What’s the perfect job? What about a job where you’re your boss, set your working hours, work directly from home, and never have to deal with unreasonable deadlines and do something you like to do? Does it look good? Well that’s the job description of the blogger. However, this is not the whole story! There are very, very few bloggers who have nothing to do but work on their blog and even fewer have a blog that provides a decent source of income, so blogging is, for most of them, a second or even a third “job.”
There are two basic types of bloggers, a regular blogger and a serious blogger.
A regular blogger may have a basically balanced life and a blog that is primarily a hobby. The average blogger will start writing a publication, work on it for a while and then stop doing some other things until he feels like writing again. If the final post doesn’t get many comments, that’s fine;
A serious blogger’s situation is quite different from that of a regular blogger. A serious blogger has a blog that he considers a job – a job that may compete with other important elements of life such as basic function, family, social life and adequate comfort. A serious blogger (almost to an obsessive extent) is committed to maintaining his blog and feels an essential element of everyday life. A serious blogger is frustrated if any blog post sits for 24 hours or so without creating a comment or if the blog’s “strike counter” doesn’t register a certain number of visitors every day. This kind of blogging commitment can take a large part of the day and can easily create some serious struggles between blogging and the rest of life – to avoid it, a serious blogger needs to be organized and effective.

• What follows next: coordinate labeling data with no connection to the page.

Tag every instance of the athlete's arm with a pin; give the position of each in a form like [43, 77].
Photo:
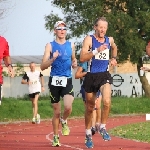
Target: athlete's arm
[85, 55]
[7, 60]
[114, 47]
[79, 74]
[74, 60]
[41, 79]
[42, 82]
[113, 61]
[148, 49]
[46, 61]
[25, 79]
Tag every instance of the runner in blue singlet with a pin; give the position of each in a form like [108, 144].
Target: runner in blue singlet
[98, 76]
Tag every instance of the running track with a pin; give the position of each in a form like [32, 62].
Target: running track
[27, 136]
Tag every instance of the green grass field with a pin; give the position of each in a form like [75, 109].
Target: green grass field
[21, 109]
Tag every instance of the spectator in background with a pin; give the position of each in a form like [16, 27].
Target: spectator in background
[35, 81]
[5, 56]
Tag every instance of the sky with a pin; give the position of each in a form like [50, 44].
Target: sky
[23, 25]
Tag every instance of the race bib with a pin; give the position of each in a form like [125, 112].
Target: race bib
[59, 81]
[103, 55]
[33, 82]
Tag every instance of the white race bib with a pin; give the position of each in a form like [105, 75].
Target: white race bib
[33, 82]
[59, 81]
[103, 55]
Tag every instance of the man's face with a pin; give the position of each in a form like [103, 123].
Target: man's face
[60, 31]
[32, 67]
[101, 28]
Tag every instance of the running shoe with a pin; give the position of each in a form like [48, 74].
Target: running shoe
[33, 120]
[93, 130]
[38, 119]
[65, 129]
[55, 142]
[88, 141]
[104, 134]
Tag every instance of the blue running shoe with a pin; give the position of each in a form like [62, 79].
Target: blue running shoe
[93, 130]
[88, 141]
[105, 135]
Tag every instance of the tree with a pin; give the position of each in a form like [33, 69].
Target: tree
[129, 24]
[19, 69]
[5, 7]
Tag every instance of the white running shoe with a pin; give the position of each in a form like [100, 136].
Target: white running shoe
[38, 119]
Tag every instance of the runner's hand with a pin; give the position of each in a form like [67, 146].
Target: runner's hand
[10, 71]
[74, 63]
[102, 47]
[42, 89]
[55, 54]
[113, 62]
[144, 68]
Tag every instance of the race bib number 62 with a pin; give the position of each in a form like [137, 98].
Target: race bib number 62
[59, 81]
[103, 55]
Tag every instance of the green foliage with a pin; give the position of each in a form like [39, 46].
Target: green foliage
[21, 109]
[5, 74]
[19, 71]
[129, 22]
[138, 131]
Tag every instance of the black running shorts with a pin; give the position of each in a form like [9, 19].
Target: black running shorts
[58, 91]
[0, 92]
[33, 94]
[93, 81]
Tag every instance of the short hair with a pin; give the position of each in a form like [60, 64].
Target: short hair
[32, 63]
[98, 19]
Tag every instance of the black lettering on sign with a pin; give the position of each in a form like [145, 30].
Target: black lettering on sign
[102, 56]
[116, 93]
[136, 81]
[134, 93]
[58, 82]
[117, 80]
[131, 81]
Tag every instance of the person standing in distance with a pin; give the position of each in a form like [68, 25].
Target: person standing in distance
[4, 56]
[35, 81]
[98, 76]
[60, 55]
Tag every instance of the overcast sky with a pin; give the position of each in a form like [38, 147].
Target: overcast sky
[23, 26]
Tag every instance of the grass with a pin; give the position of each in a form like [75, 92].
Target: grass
[21, 109]
[138, 131]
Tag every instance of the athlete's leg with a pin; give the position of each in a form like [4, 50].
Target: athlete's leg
[0, 94]
[56, 117]
[89, 106]
[68, 100]
[98, 109]
[35, 105]
[106, 98]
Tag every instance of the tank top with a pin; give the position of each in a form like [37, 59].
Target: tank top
[99, 62]
[62, 64]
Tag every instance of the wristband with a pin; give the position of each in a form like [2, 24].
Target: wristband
[95, 51]
[114, 58]
[9, 65]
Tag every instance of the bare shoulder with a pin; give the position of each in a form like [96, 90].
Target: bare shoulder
[111, 40]
[88, 38]
[48, 47]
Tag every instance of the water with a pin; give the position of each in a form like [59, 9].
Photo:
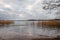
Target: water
[28, 28]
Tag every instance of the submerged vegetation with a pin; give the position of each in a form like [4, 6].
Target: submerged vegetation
[6, 22]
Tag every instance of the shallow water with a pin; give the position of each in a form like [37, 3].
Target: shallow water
[27, 28]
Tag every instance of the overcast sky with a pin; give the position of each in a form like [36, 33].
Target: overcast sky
[25, 9]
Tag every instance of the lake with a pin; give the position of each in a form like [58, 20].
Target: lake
[28, 28]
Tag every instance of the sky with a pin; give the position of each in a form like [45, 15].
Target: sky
[26, 9]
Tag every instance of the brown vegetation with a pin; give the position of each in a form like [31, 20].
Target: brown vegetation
[49, 23]
[6, 22]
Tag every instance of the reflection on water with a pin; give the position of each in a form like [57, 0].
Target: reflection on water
[26, 27]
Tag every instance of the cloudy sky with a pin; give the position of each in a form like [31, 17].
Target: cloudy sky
[25, 9]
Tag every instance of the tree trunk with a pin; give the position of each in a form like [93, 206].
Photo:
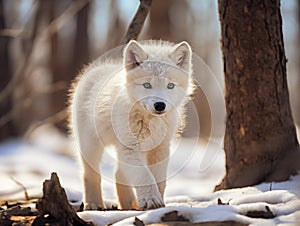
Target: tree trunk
[7, 128]
[260, 139]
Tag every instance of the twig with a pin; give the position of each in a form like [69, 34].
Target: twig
[55, 204]
[138, 20]
[22, 186]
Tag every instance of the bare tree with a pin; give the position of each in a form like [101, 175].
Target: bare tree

Manage time for a serious blogger! Anyone who feels that the day is too short needs to understand and implement the basic principle of time management: prioritization. Obviously, some things are more important than other things, but some important things may be undone unless you control your schedule and don’t control random events. You need to set priorities and live by them.
Make a list of priorities! To start setting priorities, set up a list of everything you need to accomplish – everything including things you’ve committed to doing, things you want to do, things you know you have to do and things you don’t really want to do but in your mind. Be honest putting everything on the list – take a few hours or more to put it together if you need a lot of time, it’s going to be a good time because you’re about to organize.
Important: You’ll use and modify this list every day, so create the list using some programs that will allow you to move menu items, add items, remove items, and save the list. Only your notepad or word processing program will do well but there are other more specialized programs available – they may even be free, check out: Tucows in tucows. Heap.
Classification! Now carefully consider each item in the list and put each one in one of the following five categories.
You have to get it done today.
You have to get it done this week.
It’s good to do it, and it could be useful.
It’s nice to do, but it’s not really necessary.
unnecessary
Now you have a decent list of priorities. Start every day with this list and every time you realize a new task, add it in a convenient place to the right category. Because “must-do” items are accomplished and moved from the list, some items that need to be done may be moved up, but only if their priorities can be genuinely changed.
Lots of things to do! If the list of items in the two “must accomplish it . . . “The categories are overwhelming, reconsider the importance of each item and re-prioritize if you can, if not select items that you don’t have to do yourself, things like repair projects, business phone calls, business messages, editing functions, language auditing, etc. – some of these things may also be able to be done by someone else. Find a friend, family member, co-worker or independent to do so on your behalf.